The theatre had burned in places, cracked in others, its skeleton sighing beneath the strain of centuries of secrets. And yet, in the days that followed Marybeth's end, something unseen stitched it back together. Not perfectly. The curtains still bled thread. The rafters still whispered when no one watched. But the silence was gone.
People spoke again.
Names were remembered.
And the boy—whose name turned out to be Elias—smiled for the first time since I'd met him.

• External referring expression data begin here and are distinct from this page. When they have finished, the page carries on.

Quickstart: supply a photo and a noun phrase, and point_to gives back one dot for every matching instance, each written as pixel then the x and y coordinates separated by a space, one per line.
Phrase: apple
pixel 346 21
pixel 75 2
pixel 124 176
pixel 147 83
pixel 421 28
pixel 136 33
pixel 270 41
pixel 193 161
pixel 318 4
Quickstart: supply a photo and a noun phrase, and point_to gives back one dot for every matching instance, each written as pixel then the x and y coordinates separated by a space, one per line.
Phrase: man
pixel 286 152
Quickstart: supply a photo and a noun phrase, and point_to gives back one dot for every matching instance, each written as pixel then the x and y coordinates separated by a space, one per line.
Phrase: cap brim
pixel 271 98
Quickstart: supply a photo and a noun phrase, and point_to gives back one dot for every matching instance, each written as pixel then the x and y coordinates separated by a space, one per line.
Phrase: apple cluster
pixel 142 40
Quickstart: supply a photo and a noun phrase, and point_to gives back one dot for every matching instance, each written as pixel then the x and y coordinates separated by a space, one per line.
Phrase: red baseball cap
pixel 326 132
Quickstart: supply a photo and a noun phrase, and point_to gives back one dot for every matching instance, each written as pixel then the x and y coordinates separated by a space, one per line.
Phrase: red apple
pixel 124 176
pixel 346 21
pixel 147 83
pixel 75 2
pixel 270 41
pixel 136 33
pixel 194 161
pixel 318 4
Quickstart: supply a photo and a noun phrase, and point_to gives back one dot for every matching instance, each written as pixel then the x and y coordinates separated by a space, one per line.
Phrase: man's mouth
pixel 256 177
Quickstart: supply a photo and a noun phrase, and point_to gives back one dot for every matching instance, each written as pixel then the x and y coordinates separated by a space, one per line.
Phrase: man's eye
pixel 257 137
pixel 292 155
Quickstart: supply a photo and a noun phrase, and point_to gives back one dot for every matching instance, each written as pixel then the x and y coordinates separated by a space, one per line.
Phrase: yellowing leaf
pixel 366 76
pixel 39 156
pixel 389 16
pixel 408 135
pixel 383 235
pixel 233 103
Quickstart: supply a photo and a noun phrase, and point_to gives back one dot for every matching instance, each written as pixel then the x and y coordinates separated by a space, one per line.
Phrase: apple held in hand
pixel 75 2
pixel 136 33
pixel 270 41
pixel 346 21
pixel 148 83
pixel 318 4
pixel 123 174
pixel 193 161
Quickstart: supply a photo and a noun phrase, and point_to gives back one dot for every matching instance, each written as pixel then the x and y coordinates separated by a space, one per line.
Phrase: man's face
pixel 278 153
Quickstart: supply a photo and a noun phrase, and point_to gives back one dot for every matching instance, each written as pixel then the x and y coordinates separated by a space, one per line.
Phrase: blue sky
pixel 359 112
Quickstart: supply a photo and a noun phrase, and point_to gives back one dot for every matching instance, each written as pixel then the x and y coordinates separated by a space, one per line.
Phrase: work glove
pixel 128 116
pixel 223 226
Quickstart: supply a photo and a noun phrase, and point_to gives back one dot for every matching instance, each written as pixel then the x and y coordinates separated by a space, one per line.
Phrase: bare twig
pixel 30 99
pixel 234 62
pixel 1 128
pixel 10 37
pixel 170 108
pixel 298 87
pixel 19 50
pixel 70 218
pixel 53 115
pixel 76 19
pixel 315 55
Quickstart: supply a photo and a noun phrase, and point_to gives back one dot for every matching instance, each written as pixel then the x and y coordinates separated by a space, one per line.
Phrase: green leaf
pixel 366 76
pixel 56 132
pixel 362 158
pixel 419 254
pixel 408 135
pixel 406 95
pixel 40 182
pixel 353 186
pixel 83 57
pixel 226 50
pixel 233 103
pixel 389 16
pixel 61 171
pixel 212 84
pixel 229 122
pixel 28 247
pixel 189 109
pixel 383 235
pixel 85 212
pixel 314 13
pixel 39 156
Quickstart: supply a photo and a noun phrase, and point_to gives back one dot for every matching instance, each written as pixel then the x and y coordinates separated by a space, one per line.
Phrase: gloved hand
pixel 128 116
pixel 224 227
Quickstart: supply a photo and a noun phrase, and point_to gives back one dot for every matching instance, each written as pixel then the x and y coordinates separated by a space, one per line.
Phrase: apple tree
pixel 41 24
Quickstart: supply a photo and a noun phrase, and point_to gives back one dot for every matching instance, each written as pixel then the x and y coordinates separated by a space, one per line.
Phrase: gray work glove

But nothing about Graywick stays whole.
Even in peace, something lingers.
---
I stayed a few more nights.
The innkeeper, now freed from her mute servitude, offered me a room with working lights and a bed that didn't sigh when you slept in it. Elias came by every morning with tea and silence—not the cursed kind, but the comforting one. The kind you share with someone who survived something unspeakable.
But even comfort has edges.
Every night, the theatre lights flickered.
Even with no power.
Every dawn, the stage curtains rustled, though no wind passed through.
And on the fourth morning, I found a note under my door.
> "THE DEVIL NEVER FORGETS HIS READERS."
Scrawled in crimson. Written backward.
---
I returned to the theatre.
Alone.
There was no music. No dolls. No boy.
Just the stage.
Empty.
Waiting.
I stepped onto it.
The floorboards held beneath me. No tricks. No traps. But something changed.
The lights turned on.
Soft. Warm. Familiar.
And across the theatre, in the audience, they sat.
Dozens of them.
All the people who had once been puppets.
Now free. Watching.
Waiting for the story.
And I understood.
They weren't haunting the theatre.
They were holding it together.
Because stories like Marybeth's don't die. They shift. They evolve. They pass from mouth to ear, from memory to mirror. And someone has to tell them.
Not to spread fear.
But to keep the truth alive.
---
I cleared my throat.
> "This is a story about a town that bit its tongue."
Elias appeared beside me. He carried the stitched doll.
It didn't speak. It only watched.
I continued.
> "About a woman who stitched silence into skin, and how that silence swallowed everything—until someone screamed loud enough to break the script."
The curtains behind us swayed.
Not in warning.
In applause.
And above the archway, the broken theater sign flickered.
It no longer read GRAYWICK.
It now read:
> THE DEVIL'S BEDTIME STORIES
---
That's the truth, isn't it?
Stories don't end when the villain dies.
They end when no one's left to remember them.
And this one?
It remembers you now.
So don't be surprised if you hear strings tightening in your sleep.
Or see your reflection blink a beat too late.
You read the script.
You turned the page.
And now, the curtains never close.
Because some stages live inside us forever.
Especially the ones we tried to forget.